LA officials knew they would have a similar situation happen after a big earthquake and decided to offer training to help protect would- be rescuers. It was very successful and taken nation-wide by FEMA in 1993. 

CERT groups are essentially local volunteers that have enough basic training to keep themselves out of trouble when helping out after a disaster. They can do the less technical activities that free the professional up to do the really dangerous stuff.

CERT provides free training to teach interested individuals and groups about disaster preparedness and trains them in basic disaster response skills. We have taught church groups, Scouts, Civil Air Patrol, and other interested people in our community. If I had my way, everyone in the county would take the training, whether they join the group or not. A CERT graduate can use that knowledge at home or work in everyday life and assist the professionals in an actual disaster response, even if they are not a member of the team.

Our program was started in 2003. Currently our group has three trailers equipped for disaster response. We have responded to assist with sandbagging and evacuations from a gas leak and from wildfire. We have done traffic control during emergencies and even responded to assist with a murder investigation. (They needed some of our equipment!)
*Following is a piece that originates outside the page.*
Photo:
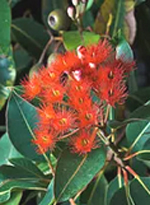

In between disasters, our group provides traffic control for community events– races, parades, et cetera, which is good practice and gets us noticed. Our group also attends various events to provide disaster handouts and to promote CERT, and we make presentations to various groups about disaster preparedness. We are always looking for opportunities for training, as well. As the CERT Coordinator in our community, I am also gradually introducing the prepper mindset into the group and my community under the guise of, “You can’t help if you aren’t prepared”.

CERT provides a variety of continuing education material that is made available to the public at no charge. Studying the publications discussed below will provide you with a basic foundation in emergency communications, leadership, disaster psychology, traffic and crowd safety, first aid, incident management, and other facets of disaster response. This info is easily adapted for use by the average everyday prepper.

I highly recommend that everyone take the CERT course, which generally takes 18-20 hours to complete. It includes both classroom time and hands-on practice with a mock disaster drill at the end of the class. Various speakers present different parts of the class, such as Fire Suppression, which is conducted by our local fire department. You are not required to join a CERT group after completing the course. The curriculum is designed to teach basic skills to the average, non-professional, potential volunteer. Students are constantly reminded that personal safety is the first priority; if the rescuer is hurt, he can no longer help! Below are some of the sessions:

Disaster Preparedness. This is a basic introduction to basic prepping and includes why people should be prepared and how to start. I have actually scared people to tears with this presentation, because they suddenly realized how vulnerable they really are.

Disaster Medical Operations. This includes setting up treatment areas, recognizing life-threatening problems, triage, and basic first aid. (It is amazing to me how many of our adult students don’t know anything about first aid!) We do both classroom sessions and hands-on practice.

Fire Suppression. This is usually the most popular class session, since most folks are closet firebugs, though we have had students cut and run during the actual drill. Students learn about fire chemistry and the fire triangle, types of combustibles, and hazardous materials. Fire prevention, size up, and fire extinguisher drills end the session.

Light Search and Rescue. The first thing students learn is how to assess a damaged building to determine if it is safe for a CERT volunteer to enter. The student learns how to safely locate, rescue, and apply initial first aid to people trapped in buildings and other confined spaces. We also learn to recognize when a rescue operation is beyond our training and should be left to the professionals.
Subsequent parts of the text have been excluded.